Add MXFP8 support with cuBLASMp by almogsegal · Pull Request #3145 · NVIDIA/TransformerEngine

almogsegal · 2026-06-25T10:08:38Z

Description

Please include a brief summary of the changes, relevant motivation and context.

Fixes # (issue)

Type of change

Documentation change (change only to the documentation, either a fix or a new content)
Bug fix (non-breaking change which fixes an issue)
New feature (non-breaking change which adds functionality)
Breaking change (fix or feature that would cause existing functionality to not work as expected)
Infra/Build change
Code refactoring

Changes

Please list the changes introduced in this PR:

Add MXFP8 support in comm_gemm.cpp (cuBLASMp path).
Add cuBLASMp + MXFP8 tests in test_comm_gemm_overlap.py.

Checklist:

I have read and followed the contributing guidelines
The functionality is complete
I have commented my code, particularly in hard-to-understand areas
I have made corresponding changes to the documentation
My changes generate no new warnings
I have added tests that prove my fix is effective or that my feature works
New and existing unit tests pass locally with my changes

almogsegal · 2026-06-25T10:17:55Z

MXFP8 comparison of cuBLASMp vs UB on DGX-B200:

GPUs	Op	UB time	cuBLASMp time	Speedup	Faster
2	AG	0.0969 ms	0.0802 ms	1.21x	cuBLASMp
2	RS	0.0867 ms	0.0730 ms	1.19x	cuBLASMp
4	AG	0.1215 ms	0.1255 ms	1.03x	UB
4	RS	0.1357 ms	0.1049 ms	1.29x	cuBLASMp
8	AG	0.2380 ms	0.2146 ms	1.11x	cuBLASMp
8	RS	0.2191 ms	0.2141 ms	1.02x	cuBLASMp

greptile-apps · 2026-06-25T10:27:17Z

Greptile Summary

This PR enables MXFP8 (block scaling) support for the cuBLASMp comm+GEMM overlap path by extending cublasmp_gemm to canonicalize MXFP8 inputs and configure the appropriate VEC32_UE8M0 scale mode. The corresponding test skip conditions are removed so the feature is now exercised in CI.

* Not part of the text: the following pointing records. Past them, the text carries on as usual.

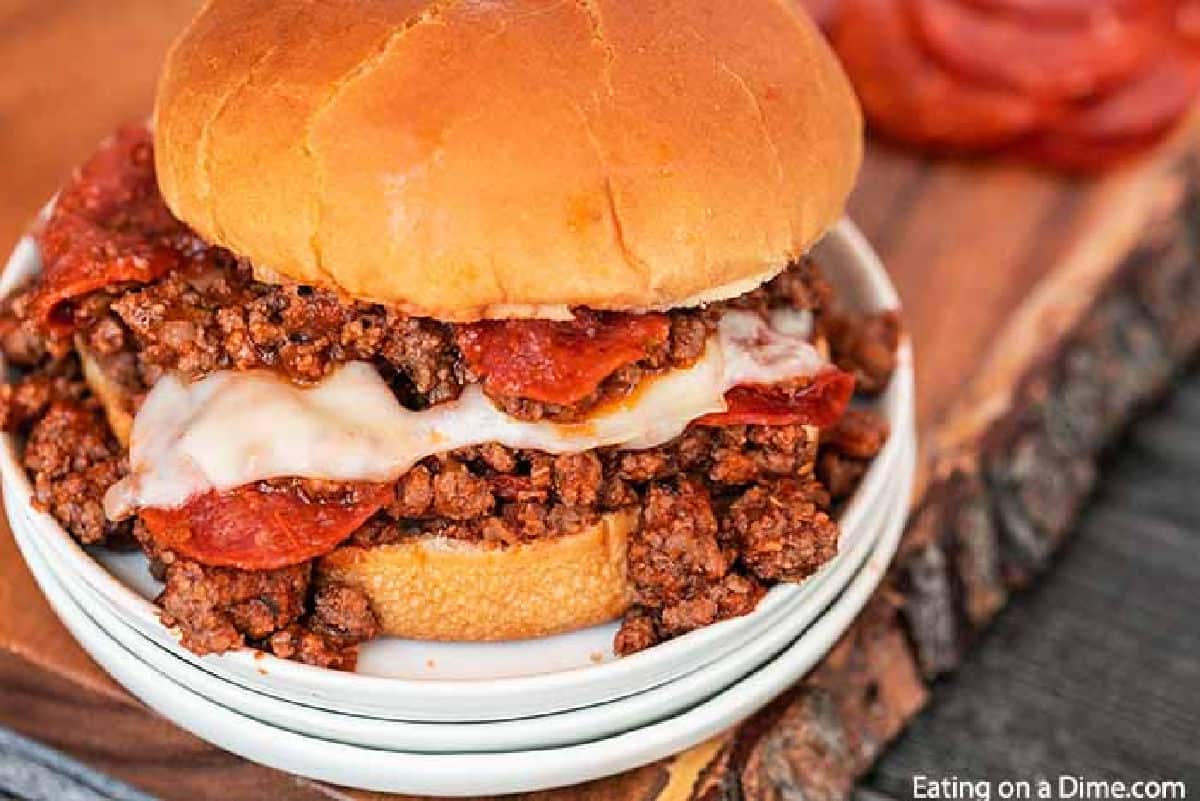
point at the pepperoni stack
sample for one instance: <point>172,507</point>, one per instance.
<point>1078,85</point>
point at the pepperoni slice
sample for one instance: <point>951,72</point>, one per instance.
<point>109,226</point>
<point>910,97</point>
<point>558,362</point>
<point>820,403</point>
<point>1125,124</point>
<point>1049,61</point>
<point>252,529</point>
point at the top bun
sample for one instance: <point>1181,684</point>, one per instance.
<point>466,158</point>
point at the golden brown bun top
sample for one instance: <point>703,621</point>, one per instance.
<point>509,157</point>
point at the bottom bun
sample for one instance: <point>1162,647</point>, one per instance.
<point>451,590</point>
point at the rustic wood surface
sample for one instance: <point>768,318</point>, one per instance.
<point>1035,287</point>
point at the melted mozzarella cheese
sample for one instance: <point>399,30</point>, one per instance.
<point>232,428</point>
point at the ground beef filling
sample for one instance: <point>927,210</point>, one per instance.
<point>724,511</point>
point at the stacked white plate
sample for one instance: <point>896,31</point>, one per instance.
<point>477,718</point>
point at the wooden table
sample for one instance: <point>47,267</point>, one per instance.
<point>1043,312</point>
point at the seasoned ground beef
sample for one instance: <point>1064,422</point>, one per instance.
<point>723,511</point>
<point>221,608</point>
<point>72,459</point>
<point>865,347</point>
<point>847,450</point>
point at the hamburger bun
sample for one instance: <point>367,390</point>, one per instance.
<point>515,158</point>
<point>449,590</point>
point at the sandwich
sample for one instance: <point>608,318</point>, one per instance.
<point>455,320</point>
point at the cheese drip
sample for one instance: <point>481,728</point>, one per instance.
<point>233,428</point>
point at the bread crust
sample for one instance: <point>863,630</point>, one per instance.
<point>513,158</point>
<point>449,590</point>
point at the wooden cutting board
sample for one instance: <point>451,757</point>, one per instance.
<point>1043,312</point>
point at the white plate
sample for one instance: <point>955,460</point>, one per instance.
<point>431,681</point>
<point>459,775</point>
<point>562,729</point>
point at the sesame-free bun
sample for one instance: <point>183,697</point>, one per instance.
<point>450,590</point>
<point>508,158</point>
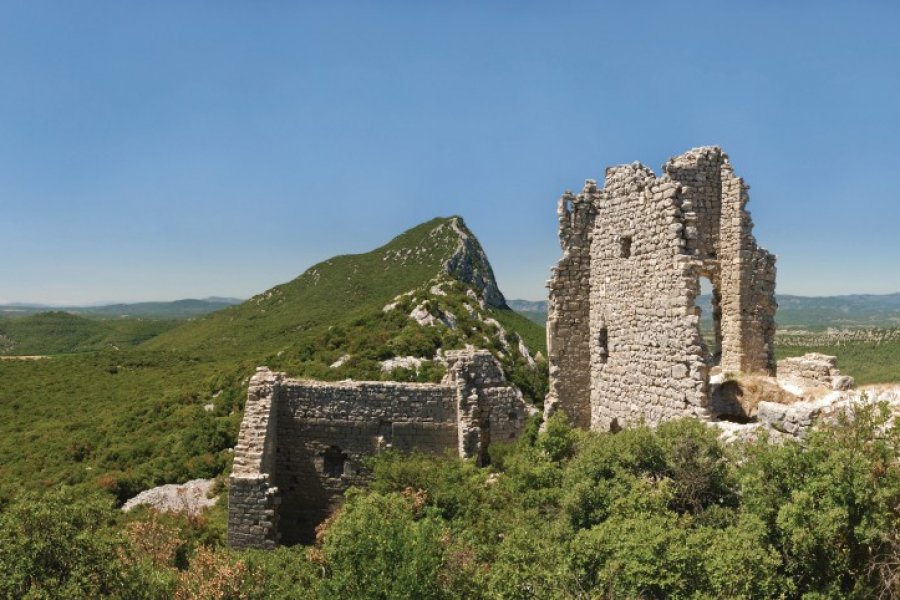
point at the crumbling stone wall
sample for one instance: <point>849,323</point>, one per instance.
<point>651,240</point>
<point>321,432</point>
<point>813,370</point>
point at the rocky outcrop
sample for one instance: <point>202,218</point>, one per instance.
<point>469,264</point>
<point>189,498</point>
<point>813,370</point>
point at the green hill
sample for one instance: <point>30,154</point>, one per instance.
<point>339,289</point>
<point>60,332</point>
<point>176,309</point>
<point>127,417</point>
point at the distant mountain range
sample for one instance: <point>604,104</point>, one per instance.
<point>177,309</point>
<point>814,312</point>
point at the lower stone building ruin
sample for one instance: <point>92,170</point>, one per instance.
<point>302,443</point>
<point>623,328</point>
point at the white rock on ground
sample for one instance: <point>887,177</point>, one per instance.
<point>339,362</point>
<point>187,498</point>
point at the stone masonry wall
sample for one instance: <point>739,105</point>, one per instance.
<point>252,496</point>
<point>651,241</point>
<point>569,308</point>
<point>343,423</point>
<point>306,440</point>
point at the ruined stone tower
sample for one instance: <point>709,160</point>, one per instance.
<point>623,329</point>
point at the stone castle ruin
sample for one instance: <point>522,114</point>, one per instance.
<point>623,328</point>
<point>302,443</point>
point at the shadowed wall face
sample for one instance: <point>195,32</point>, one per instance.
<point>651,239</point>
<point>302,443</point>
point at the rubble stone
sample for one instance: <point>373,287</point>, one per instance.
<point>623,333</point>
<point>302,443</point>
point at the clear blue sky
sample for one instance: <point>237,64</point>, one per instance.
<point>160,150</point>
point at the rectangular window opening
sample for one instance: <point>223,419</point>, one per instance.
<point>625,246</point>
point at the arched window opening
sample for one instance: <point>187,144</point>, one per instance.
<point>603,345</point>
<point>709,303</point>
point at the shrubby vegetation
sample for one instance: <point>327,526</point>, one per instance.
<point>866,362</point>
<point>665,513</point>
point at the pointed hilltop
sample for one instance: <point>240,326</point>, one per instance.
<point>385,314</point>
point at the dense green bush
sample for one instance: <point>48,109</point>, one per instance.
<point>664,513</point>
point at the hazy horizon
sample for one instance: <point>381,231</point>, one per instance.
<point>185,150</point>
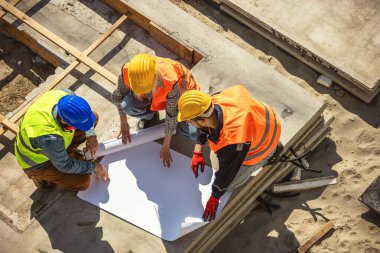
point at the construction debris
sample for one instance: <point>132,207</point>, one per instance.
<point>325,81</point>
<point>316,236</point>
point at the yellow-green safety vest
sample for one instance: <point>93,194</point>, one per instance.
<point>39,121</point>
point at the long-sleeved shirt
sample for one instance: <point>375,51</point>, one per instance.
<point>54,148</point>
<point>171,103</point>
<point>230,157</point>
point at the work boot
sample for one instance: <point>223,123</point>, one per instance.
<point>42,184</point>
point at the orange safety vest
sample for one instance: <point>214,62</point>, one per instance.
<point>246,120</point>
<point>171,73</point>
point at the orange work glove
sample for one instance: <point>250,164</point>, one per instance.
<point>197,161</point>
<point>210,210</point>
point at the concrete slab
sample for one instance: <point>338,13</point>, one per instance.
<point>20,204</point>
<point>342,35</point>
<point>224,64</point>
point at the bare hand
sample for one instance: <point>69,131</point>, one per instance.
<point>166,156</point>
<point>101,172</point>
<point>124,130</point>
<point>92,145</point>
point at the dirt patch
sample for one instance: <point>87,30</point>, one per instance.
<point>20,72</point>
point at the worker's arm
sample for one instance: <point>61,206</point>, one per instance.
<point>230,160</point>
<point>53,147</point>
<point>170,124</point>
<point>117,97</point>
<point>198,160</point>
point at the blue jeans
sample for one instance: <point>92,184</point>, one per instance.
<point>139,108</point>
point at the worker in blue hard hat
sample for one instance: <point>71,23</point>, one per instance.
<point>48,137</point>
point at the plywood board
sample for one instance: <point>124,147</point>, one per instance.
<point>167,202</point>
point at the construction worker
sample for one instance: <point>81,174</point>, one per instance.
<point>48,137</point>
<point>242,132</point>
<point>148,84</point>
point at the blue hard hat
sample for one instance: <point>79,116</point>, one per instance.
<point>76,112</point>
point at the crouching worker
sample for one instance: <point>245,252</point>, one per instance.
<point>148,84</point>
<point>48,137</point>
<point>242,132</point>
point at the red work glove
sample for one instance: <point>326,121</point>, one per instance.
<point>210,210</point>
<point>197,161</point>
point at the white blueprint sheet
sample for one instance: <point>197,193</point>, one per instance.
<point>167,202</point>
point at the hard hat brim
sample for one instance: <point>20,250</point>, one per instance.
<point>87,125</point>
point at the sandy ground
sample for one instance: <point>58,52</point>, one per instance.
<point>20,72</point>
<point>350,152</point>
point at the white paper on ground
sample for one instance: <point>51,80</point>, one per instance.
<point>138,138</point>
<point>167,202</point>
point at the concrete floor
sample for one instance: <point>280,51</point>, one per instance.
<point>347,34</point>
<point>71,225</point>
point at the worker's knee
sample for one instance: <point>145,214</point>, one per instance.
<point>81,183</point>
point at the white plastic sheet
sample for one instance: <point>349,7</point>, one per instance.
<point>167,202</point>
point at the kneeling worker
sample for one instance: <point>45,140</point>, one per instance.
<point>148,84</point>
<point>242,132</point>
<point>49,134</point>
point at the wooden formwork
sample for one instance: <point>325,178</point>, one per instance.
<point>242,203</point>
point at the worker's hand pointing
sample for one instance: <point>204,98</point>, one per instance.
<point>92,145</point>
<point>165,156</point>
<point>198,161</point>
<point>101,172</point>
<point>124,130</point>
<point>210,210</point>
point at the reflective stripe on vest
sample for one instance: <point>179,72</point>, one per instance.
<point>246,120</point>
<point>38,121</point>
<point>171,73</point>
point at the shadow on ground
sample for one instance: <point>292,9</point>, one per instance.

comm_gemm.cpp: Adds an MXFP8 branch inside canonicalize_input that selects rowwise vs. columnwise data/scales based on the transpose direction (keeping the transpose flag unchanged, since MXFP8 columnwise data preserves logical shape unlike tensor-FP8). Adds a compile-time guard (CUBLASMP_VERSION < 801) that injects a runtime error for unsupported library versions, and uses CUBLASMP_MATMUL_MATRIX_SCALE_VEC32_UE8M0 for scale mode setup.
test_comm_gemm_overlap.py: Removes the two pytest.skip calls that blocked cuBLASMp+MXFP8 combinations and introduces an explicit COMM_GEMM_QUANTIZATION_PARAMS list with human-readable test IDs to replace the two separate parametrize decorators.

Confidence Score: 5/5

Safe to merge; the MXFP8 canonicalization path follows the established FP8 pattern and is protected by both a compile-time version guard and runtime assertions on pointer validity.

The new MXFP8 branch in canonicalize_input correctly keeps the transpose flag unchanged (MXFP8 columnwise data is not a transposed view), mirrors the cublaslt_gemm.cu reference path, and guards the entire path with CUBLASMP_VERSION checks. Validation is thorough: mixed scaling modes are rejected, swizzled-scale format is asserted, and per-direction null checks are in place. Test infrastructure change is mechanical and correct.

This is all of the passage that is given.